Marjorie Franco, CPA
Marjorie holds a degree (2009) in Accounting and Auditing from the University of Azuay (Cuenca). She has worked at the firm Ascontadores since 2010 and is now its General Manager. During her tenure she has been carried out internal audits of various large corporations, and routinely assists clients in tax, labor and accounting matters in the Ecuadorian provinces of Azuay, Guayas and El Oro. Marjorie has been a Fundación Cordillera Tropical Board Member and the foundation’s Treasurer since 2016. She and her husband, also a CPA, have three children.
Laura graduated from the University of Azuay (Cuenca) with a Bachelor of Science degree in biology. Currently she is employed by Ecuador’s Ministry of the Environment as the Superintendent of the southern portion of Sangay National Park, an area of over 100,000 hectares. Previously, Laura had worked in a variety of capacities in Fundación Cordillera Tropical, and in particular in environmental education. She has a striking ability to connect with farmers located on the agricultural frontier in Sangay’s buffer zone, finding common ground and generating enthusiasm with them about wild species and wild habitat conservation. She was instrumental in a new management plan for the Park, in which land use by legal in-holders and conservation objectives have complementary rather than antagonistic roles.

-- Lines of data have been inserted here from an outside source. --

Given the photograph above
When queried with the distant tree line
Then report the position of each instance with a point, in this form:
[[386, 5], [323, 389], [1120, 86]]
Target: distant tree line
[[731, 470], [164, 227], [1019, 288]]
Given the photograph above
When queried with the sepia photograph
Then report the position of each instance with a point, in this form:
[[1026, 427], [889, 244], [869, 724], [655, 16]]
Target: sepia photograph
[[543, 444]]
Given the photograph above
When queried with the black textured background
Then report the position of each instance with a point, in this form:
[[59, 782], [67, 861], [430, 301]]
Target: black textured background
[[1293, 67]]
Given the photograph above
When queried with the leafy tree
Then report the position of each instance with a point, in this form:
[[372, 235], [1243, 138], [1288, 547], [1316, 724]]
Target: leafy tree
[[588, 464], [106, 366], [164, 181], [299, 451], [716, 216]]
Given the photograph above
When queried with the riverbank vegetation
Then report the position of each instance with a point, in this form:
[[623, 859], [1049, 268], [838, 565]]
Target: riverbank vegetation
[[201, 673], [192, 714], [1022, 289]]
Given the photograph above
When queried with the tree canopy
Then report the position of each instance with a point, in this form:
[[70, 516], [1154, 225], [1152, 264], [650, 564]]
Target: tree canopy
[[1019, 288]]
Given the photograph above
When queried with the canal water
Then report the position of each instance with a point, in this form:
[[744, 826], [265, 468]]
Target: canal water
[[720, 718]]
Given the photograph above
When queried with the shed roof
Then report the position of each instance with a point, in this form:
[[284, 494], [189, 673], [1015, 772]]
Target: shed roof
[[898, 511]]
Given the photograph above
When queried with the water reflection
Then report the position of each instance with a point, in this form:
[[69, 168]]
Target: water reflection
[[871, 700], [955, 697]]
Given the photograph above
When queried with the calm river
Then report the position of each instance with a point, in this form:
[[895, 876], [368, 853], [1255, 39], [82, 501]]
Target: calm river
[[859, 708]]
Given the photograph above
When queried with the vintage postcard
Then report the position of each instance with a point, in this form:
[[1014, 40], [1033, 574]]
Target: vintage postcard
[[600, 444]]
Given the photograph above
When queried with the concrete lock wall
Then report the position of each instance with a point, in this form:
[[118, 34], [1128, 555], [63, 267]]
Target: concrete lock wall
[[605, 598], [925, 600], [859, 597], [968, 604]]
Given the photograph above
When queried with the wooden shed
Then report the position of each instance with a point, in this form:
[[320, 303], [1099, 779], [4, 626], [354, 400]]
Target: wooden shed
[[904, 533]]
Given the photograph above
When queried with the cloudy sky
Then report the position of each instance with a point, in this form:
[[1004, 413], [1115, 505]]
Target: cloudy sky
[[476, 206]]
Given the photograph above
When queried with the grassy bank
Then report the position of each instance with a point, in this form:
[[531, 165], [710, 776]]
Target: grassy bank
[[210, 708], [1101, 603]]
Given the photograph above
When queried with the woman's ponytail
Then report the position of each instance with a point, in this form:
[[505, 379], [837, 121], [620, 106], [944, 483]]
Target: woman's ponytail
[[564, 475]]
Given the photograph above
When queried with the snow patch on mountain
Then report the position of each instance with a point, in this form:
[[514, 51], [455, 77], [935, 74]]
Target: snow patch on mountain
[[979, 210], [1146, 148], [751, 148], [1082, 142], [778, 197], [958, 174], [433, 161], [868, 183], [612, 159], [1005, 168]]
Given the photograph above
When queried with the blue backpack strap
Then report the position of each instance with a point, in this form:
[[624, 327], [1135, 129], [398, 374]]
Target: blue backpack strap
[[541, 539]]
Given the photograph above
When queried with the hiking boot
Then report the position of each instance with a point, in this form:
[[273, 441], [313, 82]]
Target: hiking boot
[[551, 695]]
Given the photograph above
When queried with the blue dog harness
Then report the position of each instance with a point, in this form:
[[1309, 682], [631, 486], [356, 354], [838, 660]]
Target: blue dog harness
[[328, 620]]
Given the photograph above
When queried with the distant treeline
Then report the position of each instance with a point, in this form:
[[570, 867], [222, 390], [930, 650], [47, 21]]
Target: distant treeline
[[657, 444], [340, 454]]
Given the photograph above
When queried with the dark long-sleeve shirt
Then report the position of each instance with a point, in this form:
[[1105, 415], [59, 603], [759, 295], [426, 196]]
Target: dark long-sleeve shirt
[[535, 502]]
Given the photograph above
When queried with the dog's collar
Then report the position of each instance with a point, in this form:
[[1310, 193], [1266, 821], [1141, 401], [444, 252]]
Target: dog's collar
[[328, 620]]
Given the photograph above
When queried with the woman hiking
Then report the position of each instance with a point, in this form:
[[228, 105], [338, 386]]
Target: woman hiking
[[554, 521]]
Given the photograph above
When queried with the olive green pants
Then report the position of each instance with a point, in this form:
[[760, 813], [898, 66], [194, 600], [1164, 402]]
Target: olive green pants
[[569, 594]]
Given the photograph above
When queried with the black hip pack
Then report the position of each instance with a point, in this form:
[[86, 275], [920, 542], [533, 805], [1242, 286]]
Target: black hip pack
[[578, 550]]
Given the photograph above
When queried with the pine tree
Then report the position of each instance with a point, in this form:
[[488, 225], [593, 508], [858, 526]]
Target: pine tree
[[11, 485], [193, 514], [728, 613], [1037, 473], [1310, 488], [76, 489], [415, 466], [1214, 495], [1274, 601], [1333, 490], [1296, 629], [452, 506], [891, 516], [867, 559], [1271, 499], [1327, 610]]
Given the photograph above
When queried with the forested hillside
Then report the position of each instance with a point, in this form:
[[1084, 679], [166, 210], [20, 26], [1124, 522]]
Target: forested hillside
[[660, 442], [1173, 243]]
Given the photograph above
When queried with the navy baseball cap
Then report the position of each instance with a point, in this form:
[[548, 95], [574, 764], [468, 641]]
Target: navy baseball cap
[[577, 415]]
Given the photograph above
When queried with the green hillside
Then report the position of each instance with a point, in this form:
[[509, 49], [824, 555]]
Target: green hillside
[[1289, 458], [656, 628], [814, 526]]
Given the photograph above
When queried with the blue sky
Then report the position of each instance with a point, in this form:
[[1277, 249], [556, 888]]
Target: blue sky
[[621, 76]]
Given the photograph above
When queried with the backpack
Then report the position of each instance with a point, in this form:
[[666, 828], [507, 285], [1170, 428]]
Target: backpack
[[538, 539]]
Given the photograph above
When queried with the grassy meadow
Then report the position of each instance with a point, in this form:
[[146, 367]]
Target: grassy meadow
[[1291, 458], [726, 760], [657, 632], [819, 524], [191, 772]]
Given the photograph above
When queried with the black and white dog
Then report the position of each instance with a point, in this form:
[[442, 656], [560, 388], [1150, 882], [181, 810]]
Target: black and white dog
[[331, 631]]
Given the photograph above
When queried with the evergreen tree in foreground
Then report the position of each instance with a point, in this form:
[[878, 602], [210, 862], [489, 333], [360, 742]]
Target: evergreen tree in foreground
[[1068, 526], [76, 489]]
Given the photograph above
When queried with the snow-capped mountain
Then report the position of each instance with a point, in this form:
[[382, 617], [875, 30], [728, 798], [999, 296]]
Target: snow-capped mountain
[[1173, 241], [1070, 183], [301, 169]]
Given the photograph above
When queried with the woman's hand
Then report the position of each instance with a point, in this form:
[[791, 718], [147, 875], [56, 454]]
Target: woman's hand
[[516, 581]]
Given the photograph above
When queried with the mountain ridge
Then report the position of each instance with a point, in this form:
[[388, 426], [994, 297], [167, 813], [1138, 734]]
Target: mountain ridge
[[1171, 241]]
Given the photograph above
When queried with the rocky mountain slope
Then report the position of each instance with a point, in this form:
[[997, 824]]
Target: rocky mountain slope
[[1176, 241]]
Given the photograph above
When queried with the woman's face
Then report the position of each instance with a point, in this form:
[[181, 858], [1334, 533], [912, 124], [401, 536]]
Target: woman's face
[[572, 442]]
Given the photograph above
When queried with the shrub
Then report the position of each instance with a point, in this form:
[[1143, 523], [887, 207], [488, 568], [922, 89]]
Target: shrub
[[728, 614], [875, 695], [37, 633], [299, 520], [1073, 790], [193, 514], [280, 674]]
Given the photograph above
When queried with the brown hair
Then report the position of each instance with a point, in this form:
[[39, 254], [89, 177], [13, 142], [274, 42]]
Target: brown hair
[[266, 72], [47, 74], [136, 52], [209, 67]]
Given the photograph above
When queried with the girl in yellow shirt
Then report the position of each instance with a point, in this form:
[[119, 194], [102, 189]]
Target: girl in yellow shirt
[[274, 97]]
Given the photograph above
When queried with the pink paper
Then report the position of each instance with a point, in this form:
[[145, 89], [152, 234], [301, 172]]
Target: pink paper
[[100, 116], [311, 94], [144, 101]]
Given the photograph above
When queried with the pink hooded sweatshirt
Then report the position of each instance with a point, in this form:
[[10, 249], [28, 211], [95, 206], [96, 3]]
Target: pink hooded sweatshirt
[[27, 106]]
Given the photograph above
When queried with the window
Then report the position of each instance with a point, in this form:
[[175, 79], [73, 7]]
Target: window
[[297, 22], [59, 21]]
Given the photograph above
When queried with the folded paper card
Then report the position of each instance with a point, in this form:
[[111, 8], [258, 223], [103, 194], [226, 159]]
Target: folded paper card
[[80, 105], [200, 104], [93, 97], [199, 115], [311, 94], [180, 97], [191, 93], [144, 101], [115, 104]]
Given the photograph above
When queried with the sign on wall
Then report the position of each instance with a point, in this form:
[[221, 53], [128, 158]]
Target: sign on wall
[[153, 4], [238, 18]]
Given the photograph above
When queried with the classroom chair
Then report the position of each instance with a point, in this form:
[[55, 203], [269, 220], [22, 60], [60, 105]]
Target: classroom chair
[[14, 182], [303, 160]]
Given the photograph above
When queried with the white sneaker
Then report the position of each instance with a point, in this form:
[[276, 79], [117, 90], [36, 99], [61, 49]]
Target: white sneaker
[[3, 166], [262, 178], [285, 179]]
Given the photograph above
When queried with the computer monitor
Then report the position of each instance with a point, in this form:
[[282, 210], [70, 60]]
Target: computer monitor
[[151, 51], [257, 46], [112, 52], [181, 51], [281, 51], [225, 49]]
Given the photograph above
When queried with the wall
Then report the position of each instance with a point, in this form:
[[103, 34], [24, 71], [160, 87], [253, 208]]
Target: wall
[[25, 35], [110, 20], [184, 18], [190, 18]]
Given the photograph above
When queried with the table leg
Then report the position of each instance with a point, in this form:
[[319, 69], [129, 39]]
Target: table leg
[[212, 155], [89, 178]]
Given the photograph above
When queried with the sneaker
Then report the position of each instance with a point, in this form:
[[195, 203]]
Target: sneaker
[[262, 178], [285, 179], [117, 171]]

Lucas is a biologist (BS, University of Azuay, 2005) with a passion for his subjects—especially the Andean bear—and an innate love of teaching. The thesis for his M.Sc. degree (2009) from the National University of Costa Rica in Heredia focused on bear habitat use in the upper Mazar watershed, Cañar Province, Ecuador. In his professional career he has continued to support national initiatives to protect bears, and has worked to educate the public about their critical role in mountain ecosystems. Lucas has collaborated on many FCT projects over the years and assists in a field course on paramo ecology offered annually to students from the University of Vermont. Currently Lucas is a professor of physical and natural sciences at the national teaching university, UNAE, in Azogues, Ecuador.
Karina graduated from the University of Azuay in biology. She has worked since 2009 as the administrative coordinator of the Micro-enterprise of Environmental Promotors, CUTIN. In consultation with CELEC-Hidropaute (the government’s hydroelectric consortium), CUTIN carries out a variety of conservation initiatives in the Paute watershed. These activities include patrolling, hydrological monitoring, community environmental education, camera trap projects, faunal inventories, reforestation, and coordination with community environmental promotors. Karina has also acted as environmental educator in high schools in the project area, located within and contiguous to Sangay National Park. She resides in Cuenca with her adolescent daughter.